31-12-08 to 1-01-2009: I gave it all to my then ‘serious boyfriend’. From there, I had a series of relationships; most of them, I would go in with my all but along the line, I would say what if he cheats? Why don’t I add another one in case…. After high school, I had slept with about 20 men. I went to tertiary and had about six different relationships, which all led to sex. I don’t know if it was desperation or I was just being plain stupid. I really crave for love but I’m mostly left or I leave. I had so much pride in me that, I would rather replace you than to apologize or talk things out.

Those that I was willing to apologize to also didn’t want me anymore. At age 26, I had a body count of 40 sexual partners, with five abortions to my credit. Three out of the five abortions were for a married man. Tell me, am I not stupid? As at now, I have a job; but even with that, I slept with my boss for it. I gathered courage and broke up with the married man but recently, we have gotten in contact because the guy I left him for is in the States and even that one kraa, I have slept with someone else with the aim that, the US guy won’t take me seriously. Unfortunately, the new guy doesn’t really seem to be serious about me or want anything. He’s scared I guess! I actually look organized, but deep down, I’m not.

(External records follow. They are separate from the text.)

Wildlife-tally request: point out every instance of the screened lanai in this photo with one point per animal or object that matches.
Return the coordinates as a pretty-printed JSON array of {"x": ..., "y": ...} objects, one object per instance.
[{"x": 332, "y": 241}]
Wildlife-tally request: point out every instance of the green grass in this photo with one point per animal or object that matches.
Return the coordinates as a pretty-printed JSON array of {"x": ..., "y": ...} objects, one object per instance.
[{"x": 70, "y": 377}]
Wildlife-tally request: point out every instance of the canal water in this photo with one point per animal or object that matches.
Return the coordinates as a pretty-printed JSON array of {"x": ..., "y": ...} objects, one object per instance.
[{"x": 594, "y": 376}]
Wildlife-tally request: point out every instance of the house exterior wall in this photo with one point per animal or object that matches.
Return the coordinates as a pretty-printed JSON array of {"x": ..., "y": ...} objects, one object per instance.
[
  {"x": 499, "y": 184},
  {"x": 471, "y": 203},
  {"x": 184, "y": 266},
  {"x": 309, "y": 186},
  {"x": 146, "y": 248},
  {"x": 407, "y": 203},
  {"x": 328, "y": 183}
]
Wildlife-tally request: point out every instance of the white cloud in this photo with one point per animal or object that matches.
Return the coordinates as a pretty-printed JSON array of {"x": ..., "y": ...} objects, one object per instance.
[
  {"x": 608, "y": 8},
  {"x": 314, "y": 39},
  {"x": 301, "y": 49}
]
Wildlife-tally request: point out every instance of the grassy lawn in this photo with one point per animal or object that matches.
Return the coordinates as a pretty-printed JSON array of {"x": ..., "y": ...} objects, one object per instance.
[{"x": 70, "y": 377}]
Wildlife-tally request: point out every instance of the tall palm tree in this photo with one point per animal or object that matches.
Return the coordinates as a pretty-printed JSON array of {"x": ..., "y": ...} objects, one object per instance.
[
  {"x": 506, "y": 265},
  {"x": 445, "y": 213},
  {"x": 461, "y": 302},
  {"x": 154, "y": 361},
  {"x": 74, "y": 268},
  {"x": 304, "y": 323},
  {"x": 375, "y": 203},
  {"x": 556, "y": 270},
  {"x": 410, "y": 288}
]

The married man I was dating has started calling me and giving me attention again. The US guy has also started acting up because he claims since he went, we haven’t had video sex; mind you – he was here in July and we had a lot of sex. In all, I feel so lonely; I feel I have wasted my life and I feel I would never be loved genuinely. Am I desperate? I’m now working and my salary is okay. Apart from the married man, I have never really been asking for help from guys I date. I break down any time I remember how I have cheapened myself. I really crave for love, especially now that I feel I’m ready to forsake everything and start all over again. But how?

I always believed I am a strong person but sometimes, the strongest gets weak. I have always wanted to talk to people but I’ve got trust issues. I am sharing this here to get this horrible life and secret out of my chest. In all, I blame myself and my mom because honestly, she failed me and I pray I don’t ever fail my children if I ever have any. I want to be their best friend. I want my future kids to always come to me without fear, and I don’t want my children to repeat my mistakes. I pray for forgiveness all the time and I pray true love finds me; and when it does, hopefully, I would be able to see it clearly and give my all without messing it up.